6. Develop ambitious reverence for great literature
True literary ambition stems from reverence for masterworks rather than ego-driven desires for recognition. Writers should openly acknowledge their influences and aspire to create work worthy of standing alongside their literary heroes. This means studying Shakespeare, Melville, and other masters not to copy them but to understand how great art functions.
The distinction lies between wanting to write something as good as your favorite book versus wanting to be known as the person who wrote it. Genuine ambition focuses on the work itself and its contribution to literary tradition. This requires both humility about current limitations and confidence in the possibility of growth. Writers need permission to attempt greatness while remaining grounded in the craft itself.
7. Rhythm and tempo shape narrative time
Musical training directly translates to prose writing through the manipulation of time and pace. Just as drummers control tempo, writers control how readers experience narrative time through sentence rhythm and structure. Scenes can be written in half-time or double-time, speeding up or slowing down the reader's experience to match emotional content.
This involves hearing the beat and tempo of individual sentences before knowing their literal meaning. Writers can use monosyllabic words for punchy, rhythmic effects or polysyllabic words for flowing, tumbling passages. The key is matching sound patterns to content, creating a musical undertone that supports the narrative without becoming sing-songy or overly symmetrical.
8. Etymology reveals language's hidden depths
Daily dictionary reading opens up the mysterious evolution of words and their buried meanings.
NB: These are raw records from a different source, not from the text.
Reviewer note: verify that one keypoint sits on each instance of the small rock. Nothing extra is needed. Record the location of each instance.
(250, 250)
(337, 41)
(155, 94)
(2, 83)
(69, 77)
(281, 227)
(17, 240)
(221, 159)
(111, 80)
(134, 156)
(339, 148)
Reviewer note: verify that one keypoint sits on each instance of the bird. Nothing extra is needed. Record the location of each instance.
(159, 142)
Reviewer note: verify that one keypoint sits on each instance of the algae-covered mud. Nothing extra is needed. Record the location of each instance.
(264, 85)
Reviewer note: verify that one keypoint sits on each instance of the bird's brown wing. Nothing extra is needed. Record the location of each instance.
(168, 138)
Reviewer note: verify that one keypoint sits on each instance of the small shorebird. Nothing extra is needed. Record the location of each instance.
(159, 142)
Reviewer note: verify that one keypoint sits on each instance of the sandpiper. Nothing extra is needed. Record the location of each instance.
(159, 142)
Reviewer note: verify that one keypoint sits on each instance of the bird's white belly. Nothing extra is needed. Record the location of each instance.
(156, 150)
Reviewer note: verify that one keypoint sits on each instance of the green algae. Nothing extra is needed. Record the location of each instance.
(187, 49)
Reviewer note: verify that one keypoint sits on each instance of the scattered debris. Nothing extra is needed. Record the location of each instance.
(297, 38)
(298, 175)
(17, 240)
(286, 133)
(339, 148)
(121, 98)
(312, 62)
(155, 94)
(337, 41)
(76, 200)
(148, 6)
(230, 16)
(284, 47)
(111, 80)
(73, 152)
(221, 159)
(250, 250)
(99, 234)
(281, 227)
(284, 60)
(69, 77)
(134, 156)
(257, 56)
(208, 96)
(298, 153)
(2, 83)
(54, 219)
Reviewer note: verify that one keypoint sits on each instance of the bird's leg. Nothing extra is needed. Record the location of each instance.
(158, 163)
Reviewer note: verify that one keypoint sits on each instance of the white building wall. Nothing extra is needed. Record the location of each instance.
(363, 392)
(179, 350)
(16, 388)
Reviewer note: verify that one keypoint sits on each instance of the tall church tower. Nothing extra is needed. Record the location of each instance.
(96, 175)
Understanding how words have changed over time allows writers to access deeper layers of meaning that exist beneath surface usage. For example, "temptation" originally meant a true test of character rather than seduction into wrongdoing.
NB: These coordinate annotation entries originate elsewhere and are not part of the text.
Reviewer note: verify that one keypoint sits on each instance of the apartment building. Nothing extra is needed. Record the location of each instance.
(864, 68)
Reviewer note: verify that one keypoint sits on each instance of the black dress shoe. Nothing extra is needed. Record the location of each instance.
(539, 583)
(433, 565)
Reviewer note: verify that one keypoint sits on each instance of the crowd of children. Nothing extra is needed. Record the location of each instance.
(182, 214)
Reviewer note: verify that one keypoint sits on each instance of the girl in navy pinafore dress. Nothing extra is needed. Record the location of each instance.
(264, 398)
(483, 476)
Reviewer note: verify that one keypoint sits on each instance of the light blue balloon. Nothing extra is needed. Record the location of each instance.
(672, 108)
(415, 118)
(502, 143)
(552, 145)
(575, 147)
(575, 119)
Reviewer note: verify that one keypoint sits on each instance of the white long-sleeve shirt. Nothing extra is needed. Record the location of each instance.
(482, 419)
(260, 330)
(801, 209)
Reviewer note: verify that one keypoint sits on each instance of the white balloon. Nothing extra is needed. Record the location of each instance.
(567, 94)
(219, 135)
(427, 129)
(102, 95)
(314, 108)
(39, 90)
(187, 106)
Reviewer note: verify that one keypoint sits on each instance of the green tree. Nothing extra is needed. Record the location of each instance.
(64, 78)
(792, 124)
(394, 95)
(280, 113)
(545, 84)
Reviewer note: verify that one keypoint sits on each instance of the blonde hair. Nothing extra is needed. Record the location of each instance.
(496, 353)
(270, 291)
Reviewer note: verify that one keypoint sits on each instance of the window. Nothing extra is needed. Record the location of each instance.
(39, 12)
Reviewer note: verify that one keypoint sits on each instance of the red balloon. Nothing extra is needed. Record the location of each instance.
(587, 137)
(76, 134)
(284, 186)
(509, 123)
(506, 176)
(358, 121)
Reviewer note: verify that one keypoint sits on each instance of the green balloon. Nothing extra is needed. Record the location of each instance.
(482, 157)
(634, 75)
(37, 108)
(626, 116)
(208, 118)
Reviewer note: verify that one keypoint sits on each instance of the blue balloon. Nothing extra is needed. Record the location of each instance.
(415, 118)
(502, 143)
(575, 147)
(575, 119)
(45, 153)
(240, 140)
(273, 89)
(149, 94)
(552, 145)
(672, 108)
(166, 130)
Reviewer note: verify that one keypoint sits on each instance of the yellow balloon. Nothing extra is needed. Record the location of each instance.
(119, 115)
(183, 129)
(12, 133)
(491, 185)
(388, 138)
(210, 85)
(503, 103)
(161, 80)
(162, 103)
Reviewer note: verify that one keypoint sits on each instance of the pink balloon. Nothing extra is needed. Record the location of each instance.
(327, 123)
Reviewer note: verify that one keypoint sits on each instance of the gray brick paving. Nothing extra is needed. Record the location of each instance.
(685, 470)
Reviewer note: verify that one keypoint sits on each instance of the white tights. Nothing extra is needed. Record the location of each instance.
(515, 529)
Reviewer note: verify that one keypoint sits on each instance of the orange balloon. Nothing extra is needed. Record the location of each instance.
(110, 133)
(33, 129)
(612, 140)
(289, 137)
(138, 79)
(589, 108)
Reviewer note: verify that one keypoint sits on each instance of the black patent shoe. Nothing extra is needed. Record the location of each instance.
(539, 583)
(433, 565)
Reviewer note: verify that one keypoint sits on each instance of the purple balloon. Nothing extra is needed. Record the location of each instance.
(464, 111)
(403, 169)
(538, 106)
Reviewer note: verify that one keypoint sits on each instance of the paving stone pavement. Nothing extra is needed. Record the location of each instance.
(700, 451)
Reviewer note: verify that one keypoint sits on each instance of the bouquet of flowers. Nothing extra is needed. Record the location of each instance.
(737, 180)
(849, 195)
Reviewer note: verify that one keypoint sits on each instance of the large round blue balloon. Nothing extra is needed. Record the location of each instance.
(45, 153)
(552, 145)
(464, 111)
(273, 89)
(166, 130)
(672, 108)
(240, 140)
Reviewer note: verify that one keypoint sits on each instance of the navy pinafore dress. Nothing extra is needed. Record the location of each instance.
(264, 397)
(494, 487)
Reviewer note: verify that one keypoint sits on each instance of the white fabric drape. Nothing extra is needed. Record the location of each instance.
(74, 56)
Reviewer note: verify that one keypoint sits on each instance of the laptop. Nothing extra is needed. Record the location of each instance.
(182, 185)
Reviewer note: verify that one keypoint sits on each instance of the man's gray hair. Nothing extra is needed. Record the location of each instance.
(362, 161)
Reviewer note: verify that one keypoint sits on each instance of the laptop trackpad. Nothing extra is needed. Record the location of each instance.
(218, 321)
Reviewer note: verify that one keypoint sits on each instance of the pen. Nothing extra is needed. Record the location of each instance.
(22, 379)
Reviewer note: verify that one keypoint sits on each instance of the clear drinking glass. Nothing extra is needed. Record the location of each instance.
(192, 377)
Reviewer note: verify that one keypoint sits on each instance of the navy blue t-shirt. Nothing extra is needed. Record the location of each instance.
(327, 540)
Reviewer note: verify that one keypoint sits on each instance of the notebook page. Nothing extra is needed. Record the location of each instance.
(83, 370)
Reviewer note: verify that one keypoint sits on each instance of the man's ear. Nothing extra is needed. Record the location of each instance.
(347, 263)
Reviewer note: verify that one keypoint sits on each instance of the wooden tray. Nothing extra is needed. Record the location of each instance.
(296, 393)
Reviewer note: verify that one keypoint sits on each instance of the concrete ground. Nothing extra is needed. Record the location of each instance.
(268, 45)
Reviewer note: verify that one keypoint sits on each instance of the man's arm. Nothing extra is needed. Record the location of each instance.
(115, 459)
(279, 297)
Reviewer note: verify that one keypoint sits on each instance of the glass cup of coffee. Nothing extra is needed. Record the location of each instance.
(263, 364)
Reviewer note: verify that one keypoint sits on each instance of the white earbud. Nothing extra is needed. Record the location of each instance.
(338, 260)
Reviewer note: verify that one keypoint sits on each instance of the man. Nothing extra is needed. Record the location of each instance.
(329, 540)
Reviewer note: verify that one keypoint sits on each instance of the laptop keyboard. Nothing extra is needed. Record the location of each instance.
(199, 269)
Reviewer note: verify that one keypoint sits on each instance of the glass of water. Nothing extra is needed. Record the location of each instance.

This historical awareness adds dimensionality to prose without requiring obscure vocabulary. Writers can use familiar words with subtle awareness of their deeper resonances, slowing readers down just enough to let meaning saturate their attention. The goal isn't showing off etymological knowledge but enriching the texture of language through deeper understanding of how words actually work.
9. Protect the creative space from external voices
Serious writing requires periods of complete isolation from feedback, criticism, and outside expectations. The work itself becomes the primary authority on its own meaning, rather than agents, editors, or workshop participants. This doesn't mean avoiding all feedback forever, but rather establishing clear boundaries around the creative process.
Different writers need different approaches to feedback, and there's no universal right way to handle input. Some thrive on constant reader response while others need extended solitude. The crucial skill is developing self-awareness about what enables your best work and having the discipline to maintain those conditions. This includes learning to silence internal voices about what "real writers" should do and focusing instead on what actually gets good writing onto the page.
10. Reading ambitiously expands writing possibilities
Writing quality directly correlates with the caliber of books you read and how deeply you engage with them. Ambitious reading means tackling challenging works like Faulkner, Melville, and Shakespeare, then returning to them repeatedly as your understanding deepens. Each re-reading reveals new layers that were invisible during earlier encounters.
The goal is becoming intimate with great literature rather than simply consuming it once. This intimacy with masterworks provides a benchmark for your own writing and expands your sense of what's possible on the page. Your writing can only be as good as your best readings of the best books, making the quality of your literary diet directly relevant to your creative development.